These are chat archives for dropbox/pyston

27th
Mar 2015
Kevin Modzelewski
@kmod
Mar 27 2015 02:33
@toshok, try commenting out the call to registerGCManagedBytes in generator.cpp
Chris Toshok
@toshok
Mar 27 2015 05:20
i added some counters and see this
before the first request (but after setup):
scanned 0 bytes from extension objects
scanned 42248 bytes from threads
scanned 32736 bytes from generator stacks
and after 50 requests:
scanned 0 bytes from extension objects
scanned 178520 bytes from threads
scanned 705704 bytes from generator stacks
thread stacks stability at 125-175k, generator stacks appear to grow without bound
i also think some of thread bytes are actually generator stack bytes, since they’re collected along with the normal thread stacks in threading.cpp
Chris Toshok
@toshok
Mar 27 2015 05:26
@kmod oh wow, we’re registering MAX_STACKS_SIZE for any generator? i was wondering why I was getting GC’s with only ~2000 new objects allocated
commenting out that call, 0 GC’s after 50 requests
Chris Toshok
@toshok
Mar 27 2015 05:40
and that’s with 50megs between gc’s. dropping to 10meg = 1.41% for markPhase
top of perf is now dominated by unwinding
Travis Hance
@tjhance
Mar 27 2015 05:48
gahh trying to understand performance is so frustrating -_-
Travis Hance
@tjhance
Mar 27 2015 06:48
so in order to support exec code in namespace (where namespace is a dict), we’re technically supposed to pass in namespace as both the globals and the locals. Passing it in as locals is easy, we have that functionality. But passing in the globals is harder, since right now we’re “cheating” by passing in a module instead of a dict
@kmod do we have the capability to set the dictionary of an object yet?

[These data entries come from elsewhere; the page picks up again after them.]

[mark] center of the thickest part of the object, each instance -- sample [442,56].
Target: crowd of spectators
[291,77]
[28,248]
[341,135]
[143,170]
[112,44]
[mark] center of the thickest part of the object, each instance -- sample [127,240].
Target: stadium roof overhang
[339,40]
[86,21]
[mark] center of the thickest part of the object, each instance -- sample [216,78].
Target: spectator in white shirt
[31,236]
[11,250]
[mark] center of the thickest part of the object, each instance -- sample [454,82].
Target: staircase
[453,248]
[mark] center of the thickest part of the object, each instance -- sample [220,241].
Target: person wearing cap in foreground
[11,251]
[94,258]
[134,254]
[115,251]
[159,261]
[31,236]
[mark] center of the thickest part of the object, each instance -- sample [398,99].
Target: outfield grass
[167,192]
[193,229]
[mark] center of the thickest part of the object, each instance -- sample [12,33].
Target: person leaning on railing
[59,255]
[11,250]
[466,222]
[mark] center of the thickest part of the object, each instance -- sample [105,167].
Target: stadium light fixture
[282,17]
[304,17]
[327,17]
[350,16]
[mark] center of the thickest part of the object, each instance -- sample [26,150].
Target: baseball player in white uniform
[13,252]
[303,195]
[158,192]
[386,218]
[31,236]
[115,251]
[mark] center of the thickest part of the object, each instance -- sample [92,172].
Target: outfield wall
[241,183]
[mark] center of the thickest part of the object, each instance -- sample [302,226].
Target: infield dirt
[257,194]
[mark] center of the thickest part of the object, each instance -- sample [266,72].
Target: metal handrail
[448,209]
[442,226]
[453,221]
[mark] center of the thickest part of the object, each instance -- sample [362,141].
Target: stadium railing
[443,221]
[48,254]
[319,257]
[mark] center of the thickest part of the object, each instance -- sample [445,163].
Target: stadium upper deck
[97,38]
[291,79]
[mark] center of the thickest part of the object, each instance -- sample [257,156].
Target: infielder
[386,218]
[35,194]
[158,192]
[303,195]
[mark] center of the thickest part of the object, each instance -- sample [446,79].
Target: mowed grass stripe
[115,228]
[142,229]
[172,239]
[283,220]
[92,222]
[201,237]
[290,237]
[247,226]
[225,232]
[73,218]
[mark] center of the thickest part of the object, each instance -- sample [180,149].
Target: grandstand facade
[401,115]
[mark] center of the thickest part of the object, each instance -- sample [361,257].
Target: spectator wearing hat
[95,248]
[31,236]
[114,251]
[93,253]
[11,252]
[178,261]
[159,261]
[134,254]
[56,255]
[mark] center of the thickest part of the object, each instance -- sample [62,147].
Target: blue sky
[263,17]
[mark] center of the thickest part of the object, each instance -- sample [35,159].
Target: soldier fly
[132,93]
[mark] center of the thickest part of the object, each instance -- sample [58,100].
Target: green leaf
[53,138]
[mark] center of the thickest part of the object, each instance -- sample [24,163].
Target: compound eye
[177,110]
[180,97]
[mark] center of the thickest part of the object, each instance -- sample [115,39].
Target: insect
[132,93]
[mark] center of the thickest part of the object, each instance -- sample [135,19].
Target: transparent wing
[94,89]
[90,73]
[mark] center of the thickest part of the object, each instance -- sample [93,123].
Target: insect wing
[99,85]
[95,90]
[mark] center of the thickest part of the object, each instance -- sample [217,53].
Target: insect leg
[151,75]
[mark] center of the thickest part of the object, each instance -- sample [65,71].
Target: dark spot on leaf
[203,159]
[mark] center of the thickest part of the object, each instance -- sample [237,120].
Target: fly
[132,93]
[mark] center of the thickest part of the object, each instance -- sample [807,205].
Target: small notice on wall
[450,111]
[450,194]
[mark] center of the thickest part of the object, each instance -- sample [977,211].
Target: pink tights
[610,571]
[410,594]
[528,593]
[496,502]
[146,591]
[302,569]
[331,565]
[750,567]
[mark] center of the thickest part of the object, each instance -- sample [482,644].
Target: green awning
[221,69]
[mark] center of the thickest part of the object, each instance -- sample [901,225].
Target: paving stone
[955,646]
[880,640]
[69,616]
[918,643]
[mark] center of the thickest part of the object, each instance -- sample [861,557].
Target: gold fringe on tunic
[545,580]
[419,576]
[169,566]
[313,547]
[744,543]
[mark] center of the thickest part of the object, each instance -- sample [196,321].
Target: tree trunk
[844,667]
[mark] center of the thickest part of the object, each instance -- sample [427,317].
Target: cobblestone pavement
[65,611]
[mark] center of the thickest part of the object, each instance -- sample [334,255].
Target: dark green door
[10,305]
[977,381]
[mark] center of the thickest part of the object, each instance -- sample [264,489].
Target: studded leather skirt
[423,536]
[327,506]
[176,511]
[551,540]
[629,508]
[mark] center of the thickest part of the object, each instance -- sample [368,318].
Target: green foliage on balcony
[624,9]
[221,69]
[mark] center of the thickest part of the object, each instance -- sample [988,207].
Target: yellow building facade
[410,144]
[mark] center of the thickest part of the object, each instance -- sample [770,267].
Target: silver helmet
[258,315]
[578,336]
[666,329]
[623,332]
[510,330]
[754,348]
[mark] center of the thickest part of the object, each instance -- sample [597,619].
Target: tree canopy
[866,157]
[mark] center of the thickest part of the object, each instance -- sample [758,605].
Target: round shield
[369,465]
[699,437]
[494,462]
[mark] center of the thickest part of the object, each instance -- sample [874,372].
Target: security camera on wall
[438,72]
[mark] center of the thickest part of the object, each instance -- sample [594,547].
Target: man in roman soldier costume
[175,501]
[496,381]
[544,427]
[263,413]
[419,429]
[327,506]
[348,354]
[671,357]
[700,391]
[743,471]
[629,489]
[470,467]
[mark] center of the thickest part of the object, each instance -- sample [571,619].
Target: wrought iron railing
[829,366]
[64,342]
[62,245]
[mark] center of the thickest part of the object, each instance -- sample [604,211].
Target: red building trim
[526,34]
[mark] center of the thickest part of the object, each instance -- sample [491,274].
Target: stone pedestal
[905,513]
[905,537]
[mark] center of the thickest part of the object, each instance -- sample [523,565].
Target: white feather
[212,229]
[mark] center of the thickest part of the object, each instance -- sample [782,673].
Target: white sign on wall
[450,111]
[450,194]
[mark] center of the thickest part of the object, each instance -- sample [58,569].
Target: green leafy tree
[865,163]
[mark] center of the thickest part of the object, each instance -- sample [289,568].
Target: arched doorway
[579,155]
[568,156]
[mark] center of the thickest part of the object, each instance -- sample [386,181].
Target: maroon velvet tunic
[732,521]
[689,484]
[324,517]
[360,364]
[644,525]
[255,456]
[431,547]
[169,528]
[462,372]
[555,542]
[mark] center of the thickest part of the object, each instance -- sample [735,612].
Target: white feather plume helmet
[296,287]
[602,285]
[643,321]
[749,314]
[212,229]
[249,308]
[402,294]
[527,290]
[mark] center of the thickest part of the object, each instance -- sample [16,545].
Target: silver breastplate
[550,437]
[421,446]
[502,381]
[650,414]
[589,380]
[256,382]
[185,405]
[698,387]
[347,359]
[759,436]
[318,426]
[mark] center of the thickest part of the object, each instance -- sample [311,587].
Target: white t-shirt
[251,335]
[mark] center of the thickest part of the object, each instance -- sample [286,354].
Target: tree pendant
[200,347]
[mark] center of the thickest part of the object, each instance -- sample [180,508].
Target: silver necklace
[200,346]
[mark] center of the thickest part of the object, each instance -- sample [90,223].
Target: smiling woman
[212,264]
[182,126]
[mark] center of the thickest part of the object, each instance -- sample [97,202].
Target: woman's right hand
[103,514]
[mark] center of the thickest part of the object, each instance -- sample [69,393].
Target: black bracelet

I guess we can make a new module and put the dictionary on that
and then pass in that module
I’m not actually sure… does python create a new module for the scope in the exec, or what ?:
no I odn’t think so
Travis Hance
@tjhance
Mar 27 2015 06:55
I mean part of the problem here is that we’re sort of cheating with our global accesses by accessing them directly as module attributes rather than in the module dict
Travis Hance
@tjhance
Mar 27 2015 07:07
fascinating
exec """class C(object): pass print C.__module__ """ in {}, {}
This message was deleted
exec """class C(object): pass print C.__module__ """ in {}, {}
hm can gitter not print multiline stuff?
sdlfajsdf
hmm
exec """class C(object):
    pass
print C.__module__
""" in {}, {}
aha
there we go
anyway that prints __builtin__
which is interesting
without the in {}, {}, it just prints the name of the module its in
Travis Hance
@tjhance
Mar 27 2015 07:12
is that just some bizarre artifact, or is the __builtin__ module attached to the scope in some non-trivial way?
Travis Hance
@tjhance
Mar 27 2015 07:33
hm I think it’s just an artifact
because it just loads the name __name__
and when __name__ isn’t found in either the globals or locals it checks the __builtins__ module
and of course from there it gets the name __builtin__
well I should probably go to sleep, night
Marius Wachtler
@undingen
Mar 27 2015 08:57
@toshok wow changing gc::registerGCManagedBytes(MAX_STACK_SIZE) to INITIAL_STACK_SIZE reduces the gc time for pip install setuptools pip from gc_collections: 188 gc_collections_us: 1653381 to gc_collections: 22 gc_collections_us: 235633
Chris Toshok
@toshok
Mar 27 2015 17:13
Yeah it's pretty crazy. I don't think we should be calling it there at all.
Kevin Modzelewski
@kmod
Mar 27 2015 18:44
we also only free the stack space in the generator simple_destructor
if we did that also when the generator exits that should help a bunch too
@tjhance so I looked into the "create a new module for the eval/exec" a tiny bit dropbox/pyston@9098ccf
I don't think CPython actually attaches the module object to anything in the module
it just passes in the relevant fields (globals, fn)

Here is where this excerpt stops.